Developing a simple, cheap test for deadly, and drug-resistant malaria could therefore save countless lives, and the Jokerst group has that as a target for work funded by the Keck Foundation. The goal is to create a reliable test that costs just $2. The basic plan, which could be applied for the detection of a wide range of diseases and could be even more sensitive than the best existing lab tests, is to use a unique variation on the same general idea that has driven the water quality testing project.
Instead of using selective membranes to drive targeted chemicals to resonator surfaces for detection, Jokerst is working with Schwinn to attach to the resonators DNA strands that match telltale genetic sequences in the organism or substance of interest. In the case of malaria, that would be a snippet of the DNA sequence for the deadly parasite.
Prior to reaching the resonator, a sample drop of blood can be heated to denature, or unzip, the DNA present. If a sample contains the parasite, its DNA would bind with the strand on the resonator, altering the flow of light to the detector. A more generalized parasite sequence could be used for detection, or snippets from a particular strain such as one showing drug resistance.
This DNA technique might also be employed in the fight against emerging influenzas, such as bird flu. Rapid development of sensors that detect emerging infectious diseases is critical, which poses an even greater problem given that the disease is highly contagious. Multiple diseases might also be detected using the same chip system.
Early detection could allow identification of flu carriers long before they showed signs of full-blown sickness.

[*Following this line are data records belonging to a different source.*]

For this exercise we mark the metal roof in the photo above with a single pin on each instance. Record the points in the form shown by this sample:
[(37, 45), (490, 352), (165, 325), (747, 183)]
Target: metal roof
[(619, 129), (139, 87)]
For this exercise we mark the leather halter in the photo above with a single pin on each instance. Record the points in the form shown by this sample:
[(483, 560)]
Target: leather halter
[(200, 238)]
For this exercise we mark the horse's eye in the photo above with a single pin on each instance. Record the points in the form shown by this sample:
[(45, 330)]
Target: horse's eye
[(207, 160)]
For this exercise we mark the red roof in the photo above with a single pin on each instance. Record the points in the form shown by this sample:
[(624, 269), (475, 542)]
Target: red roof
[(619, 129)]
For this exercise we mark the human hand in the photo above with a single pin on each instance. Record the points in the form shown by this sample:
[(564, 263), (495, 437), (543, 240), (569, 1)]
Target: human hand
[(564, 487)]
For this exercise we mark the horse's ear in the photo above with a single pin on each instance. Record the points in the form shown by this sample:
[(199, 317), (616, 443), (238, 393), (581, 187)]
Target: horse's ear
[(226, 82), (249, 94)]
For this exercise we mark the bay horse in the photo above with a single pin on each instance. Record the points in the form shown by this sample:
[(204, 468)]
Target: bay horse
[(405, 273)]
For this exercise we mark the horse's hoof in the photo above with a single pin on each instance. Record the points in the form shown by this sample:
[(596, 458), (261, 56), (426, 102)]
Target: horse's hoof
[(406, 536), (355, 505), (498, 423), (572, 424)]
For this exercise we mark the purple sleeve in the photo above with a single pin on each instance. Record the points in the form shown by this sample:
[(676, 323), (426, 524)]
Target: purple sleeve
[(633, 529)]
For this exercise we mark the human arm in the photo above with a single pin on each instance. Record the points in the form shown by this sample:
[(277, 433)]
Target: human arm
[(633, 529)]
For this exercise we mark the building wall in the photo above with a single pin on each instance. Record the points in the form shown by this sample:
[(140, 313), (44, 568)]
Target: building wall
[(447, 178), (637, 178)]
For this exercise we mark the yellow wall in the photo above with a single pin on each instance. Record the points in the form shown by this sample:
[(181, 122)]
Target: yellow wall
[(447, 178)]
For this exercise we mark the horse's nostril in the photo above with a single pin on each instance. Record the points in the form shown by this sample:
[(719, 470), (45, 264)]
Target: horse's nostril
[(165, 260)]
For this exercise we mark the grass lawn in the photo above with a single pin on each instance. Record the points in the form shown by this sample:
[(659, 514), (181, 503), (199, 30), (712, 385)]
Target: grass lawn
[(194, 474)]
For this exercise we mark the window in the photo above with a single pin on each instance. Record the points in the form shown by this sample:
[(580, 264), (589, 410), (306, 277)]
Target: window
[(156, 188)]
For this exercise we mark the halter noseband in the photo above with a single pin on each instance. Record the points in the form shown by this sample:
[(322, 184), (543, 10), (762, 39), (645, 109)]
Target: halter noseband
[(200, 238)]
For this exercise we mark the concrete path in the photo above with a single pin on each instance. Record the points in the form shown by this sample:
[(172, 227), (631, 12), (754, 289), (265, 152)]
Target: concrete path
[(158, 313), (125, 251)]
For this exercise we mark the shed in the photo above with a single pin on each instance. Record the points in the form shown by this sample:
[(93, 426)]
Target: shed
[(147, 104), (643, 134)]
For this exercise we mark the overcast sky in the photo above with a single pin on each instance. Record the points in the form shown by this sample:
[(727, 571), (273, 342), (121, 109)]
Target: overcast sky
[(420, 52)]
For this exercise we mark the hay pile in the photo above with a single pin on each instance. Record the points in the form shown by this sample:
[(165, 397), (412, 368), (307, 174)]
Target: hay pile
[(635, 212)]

Not only would this make it possible for them to receive treatment in time to prevent suffering and even death, it would also allow officials to sequester carriers to prevent further spread of the disease. "If you can spot the disease before people become truly infectious then you're way ahead of the game in stopping a pandemic flu," says Jokerst.
Still another potential application would be in detecting sepsis, a deadly condition caused by a bacterial infection of the blood that often isn't detected until a patient shows symptoms of the condition, which may be too late for it to be controlled. Such work would be especially close to Jokerst's heart, because her own uncle died just 48 hours after being diagnosed with sepsis. Early diagnosis of the many different bacterial strains that can cause the condition again offers the potential to save numerous lives. "This kind of sensor," says Jokerst, "could be used daily to catch sepsis before its too late Â– its critical when you are vulnerable."